Lors d’une conférence sur la cosmétique au masculin organisée en 2009 par l’Adetem, la sociologue Christine Castelain Meunier, auteur d’un livre intitulé « Les Métamorphoses du masculin », a fait une intervention passionnante sur l’évolution du rapport de l’homme à son corps.

On se souvient de la scène du film Germinal, où Miu Miu lave Gérard Depardieu : elle soigne le corps de l’homme en tant qu’outil de travail. Un tel acte serait impensable aujourd’hui, symbole d’une aliénation totale de la femme à l’homme. C’est désormais l’homme qui s’occupe de son propre corps.

A travers cet exemple, on voit combien le rapport de l’homme à son corps a changé en un siècle. Ce rapport est étroitement lié à l’évolution du statut de l’homme par rapport à la femme, dont Christine CASTELAIN MEUNIER a retracé les grandes étapes dans son intervention.

La période traditionnelle (avant la Révolution française) met l’accent sur le rôle social de l’homme. C’est son statut dans la communauté (sa force de travail, sa fortune) qui font foi ; sa personnalité, son corps ou ses manières importent peu. Dans un contexte religieux, l’homme est le pôle de la culture, du sacré, tandis que la femme est le pôle de la nature, du profane, de l’impur.

Dans la période industrielle (jusqu’aux années 60), se dessine le clivage entre sphère publique et sphère privée : l’homme est dans la sphère publique, il est la force de production.

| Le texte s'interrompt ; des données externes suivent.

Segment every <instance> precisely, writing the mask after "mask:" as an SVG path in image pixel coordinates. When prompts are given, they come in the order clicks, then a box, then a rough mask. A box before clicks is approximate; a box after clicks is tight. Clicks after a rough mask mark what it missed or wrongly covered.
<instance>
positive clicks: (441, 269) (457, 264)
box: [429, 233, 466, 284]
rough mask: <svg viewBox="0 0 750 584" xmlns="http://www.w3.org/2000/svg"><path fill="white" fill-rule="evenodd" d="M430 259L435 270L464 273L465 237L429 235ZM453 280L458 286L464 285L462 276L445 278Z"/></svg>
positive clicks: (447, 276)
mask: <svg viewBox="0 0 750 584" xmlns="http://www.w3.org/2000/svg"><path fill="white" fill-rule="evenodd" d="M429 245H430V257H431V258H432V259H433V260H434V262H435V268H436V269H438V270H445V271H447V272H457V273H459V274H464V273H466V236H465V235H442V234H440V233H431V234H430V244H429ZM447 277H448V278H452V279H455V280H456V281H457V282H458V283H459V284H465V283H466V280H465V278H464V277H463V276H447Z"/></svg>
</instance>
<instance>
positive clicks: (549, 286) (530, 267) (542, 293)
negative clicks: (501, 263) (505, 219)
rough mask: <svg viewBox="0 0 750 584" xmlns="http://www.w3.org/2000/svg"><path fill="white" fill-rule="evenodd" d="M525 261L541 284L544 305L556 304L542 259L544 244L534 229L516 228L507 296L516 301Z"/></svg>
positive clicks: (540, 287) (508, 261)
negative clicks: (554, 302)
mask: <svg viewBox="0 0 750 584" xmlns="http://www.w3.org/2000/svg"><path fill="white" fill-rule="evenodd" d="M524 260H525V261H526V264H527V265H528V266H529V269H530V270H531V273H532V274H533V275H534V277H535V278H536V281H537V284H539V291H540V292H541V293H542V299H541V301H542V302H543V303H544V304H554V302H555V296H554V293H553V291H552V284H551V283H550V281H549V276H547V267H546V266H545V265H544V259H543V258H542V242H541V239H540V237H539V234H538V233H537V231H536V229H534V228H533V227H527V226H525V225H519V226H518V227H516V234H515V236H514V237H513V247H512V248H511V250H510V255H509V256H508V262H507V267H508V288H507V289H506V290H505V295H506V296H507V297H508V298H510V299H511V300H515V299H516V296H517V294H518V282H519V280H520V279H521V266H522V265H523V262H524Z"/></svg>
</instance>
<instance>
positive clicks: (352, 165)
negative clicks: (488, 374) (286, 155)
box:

Il peut donc laisser aller son corps puisque c’est lui qui détient le pouvoir au sein de la famille. A la force physique s’est substituée la dextérité, la connaissance, la rationalité industrielle qui prive l’homme de l’accès à l’émotion et à la subjectivité. Quant à la femme, elle est cantonnée dans son rôle d’épouse et de mère, dans la seule sphère des émotions.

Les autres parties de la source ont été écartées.